Bunni dan Kadena Tutup Usaha, Krisis Keamanan dan Pasar Kripto Makin Parah
Finansial
Mata Uang Kripto
23 Okt 2025
261 dibaca
2 menit
Rangkuman 15 Detik
Bunni dan Kadena adalah dua proyek kripto yang mengalami penutupan akibat eksploitasi dan kondisi pasar yang buruk.
Bunni kehilangan sekitar $8,4 juta akibat eksploitasi yang terjadi di jaringan Ethereum.
Proyek Bunni akan mendistribusikan aset tersisa kepada pemegang token setelah menyelesaikan proses hukum.
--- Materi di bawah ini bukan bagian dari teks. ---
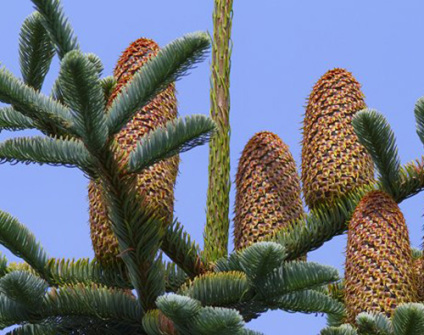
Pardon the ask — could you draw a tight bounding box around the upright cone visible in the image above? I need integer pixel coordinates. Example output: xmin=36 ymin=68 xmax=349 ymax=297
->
xmin=345 ymin=191 xmax=417 ymax=323
xmin=414 ymin=256 xmax=424 ymax=302
xmin=88 ymin=38 xmax=179 ymax=262
xmin=234 ymin=132 xmax=304 ymax=249
xmin=302 ymin=69 xmax=374 ymax=208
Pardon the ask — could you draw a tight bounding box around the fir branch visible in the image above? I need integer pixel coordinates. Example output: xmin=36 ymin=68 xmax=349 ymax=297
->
xmin=0 ymin=211 xmax=47 ymax=278
xmin=414 ymin=97 xmax=424 ymax=144
xmin=256 ymin=261 xmax=339 ymax=300
xmin=40 ymin=284 xmax=141 ymax=325
xmin=238 ymin=242 xmax=285 ymax=287
xmin=320 ymin=324 xmax=358 ymax=335
xmin=165 ymin=262 xmax=188 ymax=292
xmin=0 ymin=294 xmax=32 ymax=329
xmin=45 ymin=258 xmax=133 ymax=289
xmin=59 ymin=50 xmax=108 ymax=153
xmin=395 ymin=157 xmax=424 ymax=203
xmin=203 ymin=0 xmax=233 ymax=262
xmin=161 ymin=221 xmax=206 ymax=278
xmin=0 ymin=68 xmax=74 ymax=134
xmin=19 ymin=12 xmax=55 ymax=91
xmin=107 ymin=33 xmax=210 ymax=136
xmin=31 ymin=0 xmax=79 ymax=59
xmin=6 ymin=324 xmax=60 ymax=335
xmin=157 ymin=294 xmax=244 ymax=335
xmin=267 ymin=290 xmax=345 ymax=315
xmin=178 ymin=272 xmax=250 ymax=307
xmin=100 ymin=154 xmax=165 ymax=311
xmin=0 ymin=271 xmax=48 ymax=310
xmin=352 ymin=109 xmax=400 ymax=198
xmin=270 ymin=186 xmax=373 ymax=260
xmin=0 ymin=136 xmax=94 ymax=173
xmin=85 ymin=53 xmax=104 ymax=79
xmin=0 ymin=107 xmax=35 ymax=131
xmin=0 ymin=285 xmax=142 ymax=334
xmin=128 ymin=115 xmax=215 ymax=173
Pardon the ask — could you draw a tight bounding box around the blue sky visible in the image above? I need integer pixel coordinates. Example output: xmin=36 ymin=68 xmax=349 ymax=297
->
xmin=0 ymin=0 xmax=424 ymax=335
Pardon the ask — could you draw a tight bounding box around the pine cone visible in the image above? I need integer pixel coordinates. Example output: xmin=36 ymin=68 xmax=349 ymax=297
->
xmin=302 ymin=69 xmax=374 ymax=208
xmin=234 ymin=132 xmax=304 ymax=249
xmin=88 ymin=38 xmax=179 ymax=262
xmin=345 ymin=191 xmax=417 ymax=323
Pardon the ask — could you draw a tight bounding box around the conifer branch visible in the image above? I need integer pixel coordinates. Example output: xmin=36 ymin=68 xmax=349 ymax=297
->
xmin=414 ymin=97 xmax=424 ymax=148
xmin=0 ymin=136 xmax=94 ymax=174
xmin=0 ymin=68 xmax=74 ymax=134
xmin=19 ymin=12 xmax=55 ymax=91
xmin=0 ymin=211 xmax=47 ymax=278
xmin=45 ymin=258 xmax=133 ymax=289
xmin=128 ymin=115 xmax=215 ymax=173
xmin=352 ymin=109 xmax=400 ymax=198
xmin=59 ymin=50 xmax=108 ymax=152
xmin=31 ymin=0 xmax=79 ymax=59
xmin=203 ymin=0 xmax=233 ymax=261
xmin=161 ymin=221 xmax=206 ymax=278
xmin=107 ymin=33 xmax=210 ymax=136
xmin=0 ymin=107 xmax=35 ymax=131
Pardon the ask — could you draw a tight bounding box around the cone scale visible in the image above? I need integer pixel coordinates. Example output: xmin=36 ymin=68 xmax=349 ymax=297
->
xmin=302 ymin=69 xmax=374 ymax=208
xmin=345 ymin=191 xmax=417 ymax=323
xmin=88 ymin=38 xmax=179 ymax=262
xmin=234 ymin=132 xmax=304 ymax=249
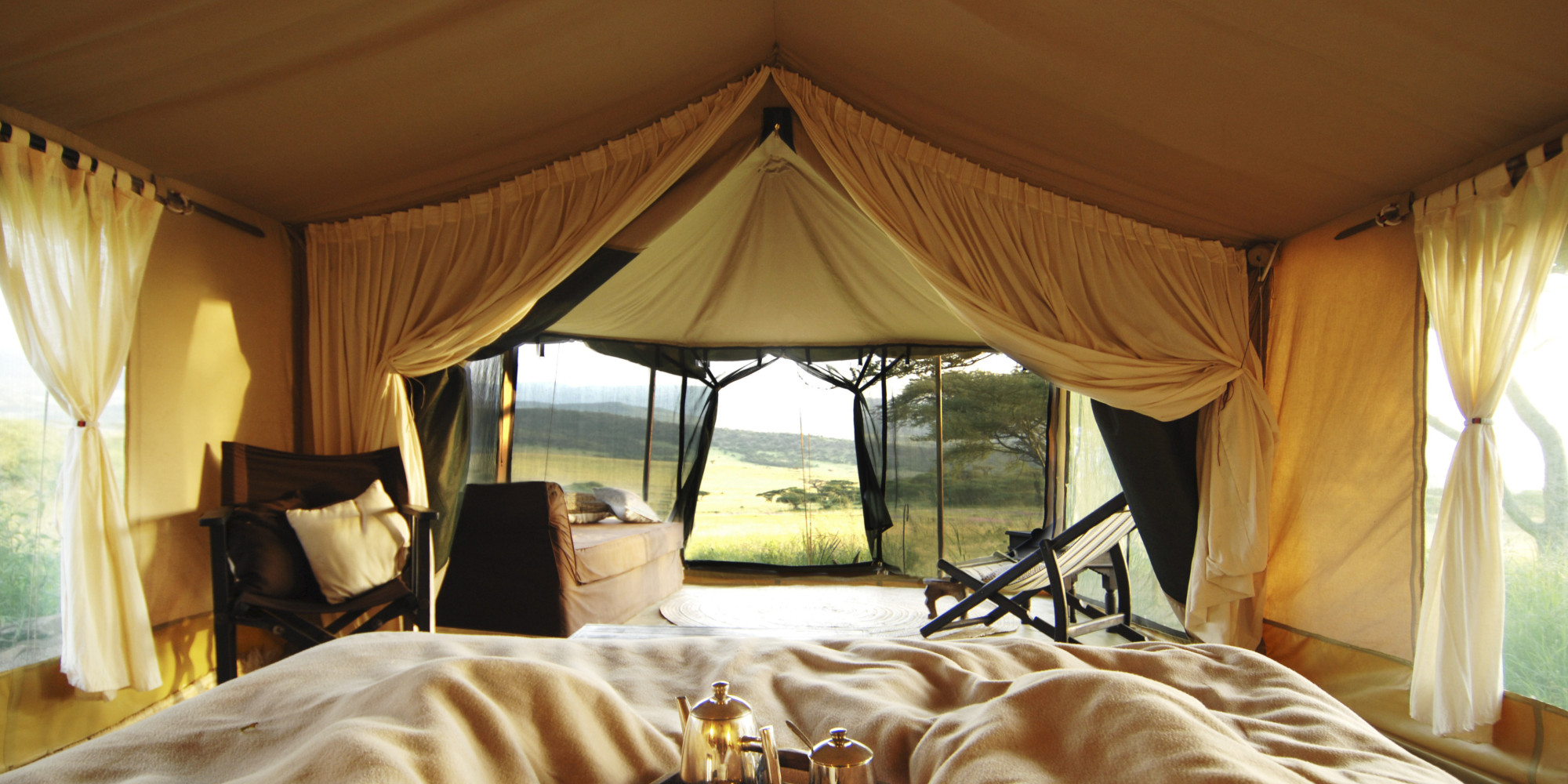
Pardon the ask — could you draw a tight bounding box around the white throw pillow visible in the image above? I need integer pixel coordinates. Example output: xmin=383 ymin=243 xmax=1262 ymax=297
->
xmin=287 ymin=480 xmax=409 ymax=604
xmin=593 ymin=488 xmax=660 ymax=522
Bunni, sebuah protokol likuiditas terdesentralisasi yang dibangun di atas Uniswap v3, memutuskan untuk menutup operasi secara permanen setelah mengalami serangan hacker yang mencuri dana sebesar 8,4 juta dolar. Serangan ini terjadi pada jaringan layer-2 Unichain dan Ethereum, menyebabkan semua fungsi kontrak pintar dibekukan.
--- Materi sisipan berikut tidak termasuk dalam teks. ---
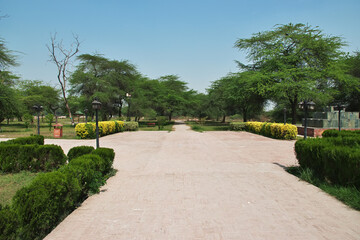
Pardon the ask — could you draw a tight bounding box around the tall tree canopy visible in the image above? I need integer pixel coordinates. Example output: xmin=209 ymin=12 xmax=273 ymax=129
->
xmin=235 ymin=23 xmax=344 ymax=123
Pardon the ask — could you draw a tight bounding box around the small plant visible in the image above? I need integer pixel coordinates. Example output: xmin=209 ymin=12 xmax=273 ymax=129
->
xmin=45 ymin=113 xmax=54 ymax=131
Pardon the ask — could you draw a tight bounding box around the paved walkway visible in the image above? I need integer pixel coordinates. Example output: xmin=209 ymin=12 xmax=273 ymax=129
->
xmin=45 ymin=125 xmax=360 ymax=240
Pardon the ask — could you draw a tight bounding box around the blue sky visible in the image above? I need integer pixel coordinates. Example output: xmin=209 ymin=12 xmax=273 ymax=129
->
xmin=0 ymin=0 xmax=360 ymax=92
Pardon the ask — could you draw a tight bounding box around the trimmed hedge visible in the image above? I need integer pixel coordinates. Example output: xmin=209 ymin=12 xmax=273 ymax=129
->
xmin=124 ymin=122 xmax=139 ymax=131
xmin=295 ymin=137 xmax=360 ymax=189
xmin=245 ymin=122 xmax=297 ymax=140
xmin=0 ymin=135 xmax=44 ymax=145
xmin=230 ymin=122 xmax=245 ymax=131
xmin=75 ymin=121 xmax=139 ymax=139
xmin=0 ymin=148 xmax=115 ymax=240
xmin=67 ymin=146 xmax=94 ymax=162
xmin=322 ymin=129 xmax=360 ymax=137
xmin=0 ymin=144 xmax=66 ymax=172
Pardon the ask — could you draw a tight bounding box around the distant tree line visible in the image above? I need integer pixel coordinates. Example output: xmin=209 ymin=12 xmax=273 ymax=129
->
xmin=0 ymin=24 xmax=360 ymax=123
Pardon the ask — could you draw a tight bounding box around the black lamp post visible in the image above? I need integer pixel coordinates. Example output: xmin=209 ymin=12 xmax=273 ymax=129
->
xmin=91 ymin=98 xmax=101 ymax=148
xmin=84 ymin=108 xmax=89 ymax=123
xmin=33 ymin=105 xmax=43 ymax=135
xmin=126 ymin=93 xmax=131 ymax=121
xmin=334 ymin=103 xmax=345 ymax=131
xmin=299 ymin=100 xmax=315 ymax=139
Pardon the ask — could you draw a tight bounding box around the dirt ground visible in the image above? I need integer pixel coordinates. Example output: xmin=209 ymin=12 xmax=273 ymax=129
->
xmin=37 ymin=125 xmax=360 ymax=240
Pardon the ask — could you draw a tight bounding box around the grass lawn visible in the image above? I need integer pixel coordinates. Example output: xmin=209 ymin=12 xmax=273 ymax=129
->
xmin=186 ymin=121 xmax=230 ymax=132
xmin=0 ymin=171 xmax=38 ymax=206
xmin=0 ymin=119 xmax=78 ymax=139
xmin=139 ymin=124 xmax=174 ymax=132
xmin=287 ymin=167 xmax=360 ymax=211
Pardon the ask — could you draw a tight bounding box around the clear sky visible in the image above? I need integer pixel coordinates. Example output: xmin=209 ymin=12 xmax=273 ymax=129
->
xmin=0 ymin=0 xmax=360 ymax=92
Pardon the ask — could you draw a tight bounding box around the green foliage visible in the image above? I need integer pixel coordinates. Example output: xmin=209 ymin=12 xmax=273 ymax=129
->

Tim Bunni mengungkapkan bahwa diperlukan biaya audit dan pengawasan keamanan dalam kisaran enam hingga tujuh digit untuk bisa memulihkan sistem, namun dana tersebut tidak tersedia. Selain itu, pengembangan kembali protokol bakal memakan waktu berbulan-bulan dan upaya bisnis yang tidak dapat mereka penuhi dalam kondisi pasar saat ini.
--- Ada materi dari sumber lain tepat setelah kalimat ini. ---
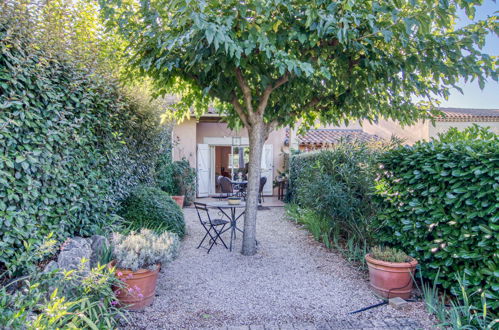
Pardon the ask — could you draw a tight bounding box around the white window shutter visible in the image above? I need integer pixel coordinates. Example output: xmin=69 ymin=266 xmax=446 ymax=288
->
xmin=197 ymin=144 xmax=210 ymax=197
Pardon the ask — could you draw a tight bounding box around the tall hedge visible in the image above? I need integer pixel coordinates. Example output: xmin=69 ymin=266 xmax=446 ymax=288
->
xmin=0 ymin=21 xmax=168 ymax=271
xmin=376 ymin=128 xmax=499 ymax=310
xmin=290 ymin=141 xmax=386 ymax=245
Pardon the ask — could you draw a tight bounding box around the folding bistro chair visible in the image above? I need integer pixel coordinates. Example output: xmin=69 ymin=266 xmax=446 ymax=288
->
xmin=194 ymin=202 xmax=230 ymax=253
xmin=220 ymin=176 xmax=234 ymax=197
xmin=258 ymin=176 xmax=267 ymax=204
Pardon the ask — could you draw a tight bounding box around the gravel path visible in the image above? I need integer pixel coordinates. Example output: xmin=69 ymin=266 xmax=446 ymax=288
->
xmin=126 ymin=208 xmax=431 ymax=329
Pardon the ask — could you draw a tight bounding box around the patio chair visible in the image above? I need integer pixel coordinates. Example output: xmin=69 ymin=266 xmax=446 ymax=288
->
xmin=258 ymin=176 xmax=267 ymax=204
xmin=194 ymin=202 xmax=230 ymax=253
xmin=220 ymin=176 xmax=234 ymax=197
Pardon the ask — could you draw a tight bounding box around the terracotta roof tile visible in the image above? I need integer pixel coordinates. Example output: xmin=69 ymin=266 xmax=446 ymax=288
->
xmin=436 ymin=108 xmax=499 ymax=121
xmin=298 ymin=129 xmax=381 ymax=145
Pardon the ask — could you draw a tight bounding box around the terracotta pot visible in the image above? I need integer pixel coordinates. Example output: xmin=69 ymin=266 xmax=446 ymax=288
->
xmin=172 ymin=196 xmax=185 ymax=208
xmin=366 ymin=254 xmax=418 ymax=299
xmin=109 ymin=261 xmax=161 ymax=311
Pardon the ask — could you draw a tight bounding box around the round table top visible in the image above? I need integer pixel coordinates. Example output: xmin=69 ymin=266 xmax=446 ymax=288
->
xmin=206 ymin=202 xmax=246 ymax=209
xmin=230 ymin=180 xmax=248 ymax=184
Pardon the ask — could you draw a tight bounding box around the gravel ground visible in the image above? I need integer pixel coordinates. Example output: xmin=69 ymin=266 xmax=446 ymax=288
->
xmin=130 ymin=207 xmax=432 ymax=329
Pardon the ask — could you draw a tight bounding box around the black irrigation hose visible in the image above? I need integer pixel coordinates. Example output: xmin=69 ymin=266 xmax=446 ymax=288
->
xmin=348 ymin=277 xmax=416 ymax=314
xmin=348 ymin=300 xmax=388 ymax=314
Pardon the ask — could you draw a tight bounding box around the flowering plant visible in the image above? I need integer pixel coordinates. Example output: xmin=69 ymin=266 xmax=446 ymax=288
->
xmin=112 ymin=229 xmax=180 ymax=271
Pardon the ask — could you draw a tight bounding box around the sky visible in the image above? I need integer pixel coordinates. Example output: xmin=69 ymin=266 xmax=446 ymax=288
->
xmin=440 ymin=0 xmax=499 ymax=109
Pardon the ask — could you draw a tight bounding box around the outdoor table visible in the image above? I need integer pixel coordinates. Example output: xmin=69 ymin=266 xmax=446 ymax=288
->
xmin=230 ymin=180 xmax=248 ymax=199
xmin=206 ymin=202 xmax=246 ymax=252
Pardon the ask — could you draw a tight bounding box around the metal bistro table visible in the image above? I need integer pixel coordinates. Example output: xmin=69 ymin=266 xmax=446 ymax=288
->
xmin=206 ymin=202 xmax=246 ymax=252
xmin=230 ymin=180 xmax=248 ymax=200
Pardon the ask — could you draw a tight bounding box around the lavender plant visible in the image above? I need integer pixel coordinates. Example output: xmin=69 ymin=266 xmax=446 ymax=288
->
xmin=112 ymin=229 xmax=180 ymax=271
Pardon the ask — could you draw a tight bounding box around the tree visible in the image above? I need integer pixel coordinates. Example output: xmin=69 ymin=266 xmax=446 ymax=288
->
xmin=101 ymin=0 xmax=497 ymax=255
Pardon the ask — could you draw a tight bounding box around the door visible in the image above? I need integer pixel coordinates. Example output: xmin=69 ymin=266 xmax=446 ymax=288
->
xmin=197 ymin=144 xmax=210 ymax=197
xmin=261 ymin=144 xmax=274 ymax=196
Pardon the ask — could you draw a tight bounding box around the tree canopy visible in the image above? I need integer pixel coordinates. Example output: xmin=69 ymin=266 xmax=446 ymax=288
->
xmin=101 ymin=0 xmax=497 ymax=129
xmin=100 ymin=0 xmax=498 ymax=255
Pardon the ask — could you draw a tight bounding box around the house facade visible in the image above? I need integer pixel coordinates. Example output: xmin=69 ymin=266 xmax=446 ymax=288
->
xmin=172 ymin=108 xmax=499 ymax=197
xmin=362 ymin=108 xmax=499 ymax=145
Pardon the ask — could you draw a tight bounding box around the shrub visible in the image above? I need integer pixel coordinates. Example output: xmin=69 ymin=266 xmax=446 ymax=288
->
xmin=290 ymin=142 xmax=388 ymax=247
xmin=156 ymin=153 xmax=196 ymax=205
xmin=120 ymin=186 xmax=185 ymax=237
xmin=0 ymin=11 xmax=170 ymax=275
xmin=112 ymin=229 xmax=180 ymax=271
xmin=0 ymin=265 xmax=125 ymax=329
xmin=375 ymin=127 xmax=499 ymax=308
xmin=370 ymin=246 xmax=411 ymax=262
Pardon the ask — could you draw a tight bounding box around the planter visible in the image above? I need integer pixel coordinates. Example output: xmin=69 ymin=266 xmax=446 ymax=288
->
xmin=366 ymin=254 xmax=418 ymax=299
xmin=172 ymin=196 xmax=185 ymax=208
xmin=109 ymin=261 xmax=161 ymax=311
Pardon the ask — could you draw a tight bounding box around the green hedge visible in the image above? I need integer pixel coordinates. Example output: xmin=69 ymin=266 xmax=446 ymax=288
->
xmin=290 ymin=142 xmax=390 ymax=246
xmin=120 ymin=186 xmax=185 ymax=237
xmin=155 ymin=152 xmax=196 ymax=205
xmin=375 ymin=127 xmax=499 ymax=308
xmin=0 ymin=20 xmax=168 ymax=274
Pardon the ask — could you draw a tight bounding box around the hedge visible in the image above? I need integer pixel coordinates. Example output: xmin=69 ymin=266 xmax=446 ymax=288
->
xmin=375 ymin=127 xmax=499 ymax=310
xmin=0 ymin=21 xmax=169 ymax=273
xmin=155 ymin=153 xmax=196 ymax=205
xmin=290 ymin=141 xmax=390 ymax=247
xmin=120 ymin=186 xmax=185 ymax=237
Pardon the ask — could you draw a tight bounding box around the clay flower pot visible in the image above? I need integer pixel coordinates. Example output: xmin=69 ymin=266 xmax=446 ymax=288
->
xmin=172 ymin=196 xmax=185 ymax=208
xmin=109 ymin=261 xmax=161 ymax=311
xmin=365 ymin=254 xmax=418 ymax=299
Meski begitu, pengguna masih dapat menarik asetnya melalui situs web Bunni hingga pemberitahuan lebih lanjut. Proyek ini juga berencana mendistribusikan sisa dana kasnya kepada pemegang token BUNNI, LIT, dan veBUNNI, tapi karyawan tim tidak akan mendapatkan bagian dari distribusi tersebut.
Sebagai bagian dari proses penutupan, Bunni mengalihkan lisensi kontrak versi dua dari Business Source License (BUSL) ke lisensi MIT yang lebih terbuka, agar pengembang lain dapat menggunakan teknologi inovatif mereka seperti Fungsi Distribusi Likuiditas, surge fees, dan mekanisme rebalancing otomatis secara bebas.
Penutupan Bunni ini terjadi hanya sehari setelah Kadena, sebuah perusahaan blockchain besar, juga mengumumkan penghentian bisnisnya karena memburuknya kondisi pasar. Situasi ini menunjukkan tekanan besar yang sedang dihadapi industri kripto secara global akibat peretasan dan tantangan ekonomi.
Analisis Ahli
Andreas Antonopoulos
Situasi ini menggarisbawahi pentingnya keamanan dan manajemen risiko dalam pengembangan protokol DeFi untuk menjaga kepercayaan pengguna dan kelangsungan industri.Laura Shin
Kejadian ini bukan hanya soal serangan hacker, tapi juga sinyal kuat bahwa pasar kripto harus beradaptasi dengan kondisi ekonomi global yang sedang lesu.